Le secrétaire général des Nations unies, António Guterres a officialisé ce jeudi 5 mars, la nomination du diplomate américain James Swan comme Représentant spécial pour la République démocratique du Congo. Il prend ainsi les rênes de la MONUSCO avec mission de gérer le retrait définitif de la force onusienne.
C’est un changement de garde stratégique au sommet de la plus importante mission de maintien de la paix au monde. James Swan, figure bien connue des cercles diplomatiques africains, succède à la Guinéenne Bintou Keita. Cette dernière quitte ses fonctions après un mandat marqué par une pression croissante du gouvernement congolais pour un départ de l’ONU, et une dégradation sécuritaire persistante dans l’Est du pays.
Le choix de James Swan n’est pas le fruit du hasard. En provenance directe de la Somalie, où il dirigeait la Mission d’assistance transitoire (UNTMIS) depuis mars 2025, l’Américain est perçu comme un expert du« désengagement ».
Sa capacité à transformer une mission de maintien de la paix massive en une présence politique plus légère sera son principal atout à Kinshasa.

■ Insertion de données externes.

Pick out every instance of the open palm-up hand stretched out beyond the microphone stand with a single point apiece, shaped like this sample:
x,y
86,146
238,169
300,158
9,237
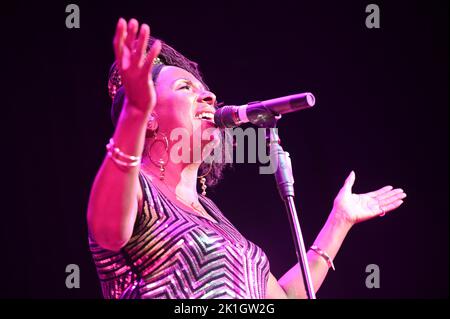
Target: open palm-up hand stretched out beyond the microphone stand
x,y
355,208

Son parcours impressionne par sa constance sur le continent
2019 – 2022 : Chef de l’UNSOM en Somalie.
2025 – 2026 Chef de l’UNTMIS, supervisant la transition sécuritaire vers les forces somaliennes.
Mars 2026 Arrivée en RDC.
António Guterres n’a pas manqué de saluer le travail accompli par Bintou Keita. Elle a dû naviguer dans des eaux tumultueuses : entre la résurgence du groupe rebelle M23, les tensions diplomatiques régionales et la mise en œuvre de la première phase du désengagement de la MONUSCO (notamment le retrait complet de la province du Sud-Kivu achevé en 2024).
Le nouveau patron de la MONUSCO arrive dans un climat de méfiance d’une partie de la population civile envers les« Casques bleus ».Ses priorités sont déjà tracées : poursuivre le calendrier de retrait du Nord-Kivu et de l’Ituri sans créer de vide sécuritaire que les groupes armés pourraient exploiter, garantir que les populations vulnérables ne soient pas les victimes collatérales de la réduction des effectifs onusiens, et de renforcer la coordination avec les forces armées nationales pour assurer une relève efficace.
« James Swan ne vient pas pour pérenniser la mission, mais pour en organiser la sortie honorable, tout en préservant les acquis de stabilisation », confie une source diplomatique à New York.
Une autre tâche qui l’attend : c’est la mise en place du Mécanisme de surveillance et de vérification du cessez-le-feu que devra jouer la mission onusienne, dans le cadre des processus de paix en cours entre le Gouvernement congolais et la rébellion de l’AFC-M23.